Sinopse: Documentário que narra a trajetória do jornalista, Deputado Federal, Secretário de Estado, Ministro de Estado, Governador e Embaixador, José Aparecido de Oliveira que conviveu com as maiores autoridades e personalidades do meio político, empresarial e cultural do Brasil e do mundo.
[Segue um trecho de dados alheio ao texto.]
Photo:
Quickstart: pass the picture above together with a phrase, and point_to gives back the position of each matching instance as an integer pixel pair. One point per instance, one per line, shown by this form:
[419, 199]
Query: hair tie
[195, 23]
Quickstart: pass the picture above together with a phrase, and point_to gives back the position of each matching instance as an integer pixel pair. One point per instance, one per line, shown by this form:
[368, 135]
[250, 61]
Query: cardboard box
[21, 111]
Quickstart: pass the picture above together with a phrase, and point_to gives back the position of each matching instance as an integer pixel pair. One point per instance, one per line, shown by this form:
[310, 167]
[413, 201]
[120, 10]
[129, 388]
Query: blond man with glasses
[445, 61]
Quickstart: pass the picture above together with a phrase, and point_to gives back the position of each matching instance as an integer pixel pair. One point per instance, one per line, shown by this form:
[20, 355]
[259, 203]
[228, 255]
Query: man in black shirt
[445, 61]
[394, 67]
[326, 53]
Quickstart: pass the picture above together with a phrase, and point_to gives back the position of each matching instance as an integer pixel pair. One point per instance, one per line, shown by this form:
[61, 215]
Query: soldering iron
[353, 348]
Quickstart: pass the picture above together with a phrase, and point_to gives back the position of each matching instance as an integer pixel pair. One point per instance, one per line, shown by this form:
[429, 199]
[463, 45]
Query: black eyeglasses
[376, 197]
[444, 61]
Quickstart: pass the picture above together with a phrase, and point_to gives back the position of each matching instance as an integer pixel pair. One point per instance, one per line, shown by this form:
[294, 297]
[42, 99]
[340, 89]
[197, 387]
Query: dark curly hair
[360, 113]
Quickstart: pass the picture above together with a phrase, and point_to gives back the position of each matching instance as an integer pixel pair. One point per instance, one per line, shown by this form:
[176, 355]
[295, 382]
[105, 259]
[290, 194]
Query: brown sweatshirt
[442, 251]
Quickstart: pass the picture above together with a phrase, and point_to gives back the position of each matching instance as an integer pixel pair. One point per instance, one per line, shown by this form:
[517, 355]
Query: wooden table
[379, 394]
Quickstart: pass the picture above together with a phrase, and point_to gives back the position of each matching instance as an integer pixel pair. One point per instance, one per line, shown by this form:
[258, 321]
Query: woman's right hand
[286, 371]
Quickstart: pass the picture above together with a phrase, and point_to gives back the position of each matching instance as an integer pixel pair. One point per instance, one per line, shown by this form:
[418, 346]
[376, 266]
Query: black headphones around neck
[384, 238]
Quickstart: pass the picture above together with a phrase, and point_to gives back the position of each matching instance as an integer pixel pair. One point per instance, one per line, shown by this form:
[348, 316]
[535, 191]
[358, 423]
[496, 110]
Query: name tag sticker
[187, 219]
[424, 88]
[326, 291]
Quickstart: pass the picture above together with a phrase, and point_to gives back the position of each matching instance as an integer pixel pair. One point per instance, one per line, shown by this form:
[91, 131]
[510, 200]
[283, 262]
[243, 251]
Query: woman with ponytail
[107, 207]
Direção: Mário Lúcio Brandão Filho e Gustavo Brandão
Título Original: José Aparecido de Oliveira – O Maior Mineiro do Mundo (2019)
Gênero: Documentário
Duração: 1h 29min
País: Brasil
Ideais e Ideias
A política institucionalizada é uma zona cinzenta. Essa afirmação não é de um desiludido e nem de um simpatizante do movimento antipolítica, seja ele revolucionário ou anti revolucionário. Trata-se apenas de um reflexo da forma como a democracia participativa se coloca, principalmente em um país com autonomia administrativa a municípios e Estados da Federação. O documentário “José Aparecido de Oliveira – O Maior Mineiro do Mundo” nos ajuda a compreender essa assertiva, nos apresentado um dos representantes mais sábios de todo esse tabuleiro.
O filme, assistido durante a cobertura da 15ª CineOP, já tem como cartão de apresentação um elenco de entrevistados notáveis, tanto do meio artístico quanto dos bastidores do poder. Entre eles, Ziraldo e José Sarney – todos eles falando da forma como o biografado conseguia unir representantes de diferentes espectros políticos e os aconselhava como se estivesse, de certa forma, acima dessas disputas. Fernanda Montenegro diz que José Aparecido de Oliveira “tinha a brasilidade na alma“. De fato, toda a trajetória do longa-metragem dirigido por Mário Lúcio Brandão Filho e Gustavo Brandão é de celebração. De um homem que, longe do nacionalismo integralista, pensava o Brasil com a grandiosidade que ele merece.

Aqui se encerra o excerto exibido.